On 4/11/21 7:34 AM, Ben Laurie wrote:
On Sat, 10 Apr 2021 at 18:04, Michael Thomas <mike@xxxxxxxx> wrote:
On 4/10/21 2:29 AM, Ben Laurie wrote:
On Sat, 10 Apr 2021 at 00:35, Michael Thomas <mike@xxxxxxxx> wrote:
On 4/9/21 4:26 PM, Phillip Hallam-Baker wrote:
It is only a 'three packet handshake' if you ignore the off path interactions with the DNS service. The timeout on DNS tens to be rather smaller than that most would be comfortable with for crypto.I don't see why it can't be long lived, but even normal TTL's would get amortized over a lot of connections.
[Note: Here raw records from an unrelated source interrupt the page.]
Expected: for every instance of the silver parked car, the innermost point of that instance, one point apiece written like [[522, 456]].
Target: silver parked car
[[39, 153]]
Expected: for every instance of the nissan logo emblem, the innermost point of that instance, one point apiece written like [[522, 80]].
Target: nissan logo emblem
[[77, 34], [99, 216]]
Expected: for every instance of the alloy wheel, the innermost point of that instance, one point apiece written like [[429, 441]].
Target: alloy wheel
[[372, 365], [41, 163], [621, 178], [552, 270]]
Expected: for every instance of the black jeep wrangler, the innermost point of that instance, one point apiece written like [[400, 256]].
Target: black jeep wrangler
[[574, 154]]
Right now with certs it is a 5 message affair which cannot get better. But that is why one of $BROWSERVENDORS doing an experiment would be helpful.
When I was designing Certificate Transparency, Chrome ruled out any side channel communications requirement during handshake. Given that DNS is required anyway, perhaps this would be different. However, the other problem is introducing DNS as a trust root - the DNS hierarchy is considerably less secure than CAs were even before CT but now it's really a very poor option in comparison.
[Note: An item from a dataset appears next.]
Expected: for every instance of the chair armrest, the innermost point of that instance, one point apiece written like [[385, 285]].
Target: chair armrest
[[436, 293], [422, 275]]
Could be fixed with DNS Transparency, of course.
DNS is the natural trust anchor for the internet. And I don't know what "considerably less secure" means. If you mean that DNSSec is broken, then you should say that. If you mean that DNSsec deployment is thin, that is quite another thing, and that is all about the incentives to deploy. I don't consider a plethora of CA's of varying security responsibility to be a feature and in fact is a bug.
What I mean is that the authorities for DNS get compromised far more often than CAs do. Also, DNS has the same plethora of authorities with varying security responsibility.
Huh? Source?
On Sun, 11 Apr 2021 at 16:42, Michael Thomas <mike@xxxxxxxx> wrote:
I'm afraid my source is my own experience (Google has a *lot* of domains).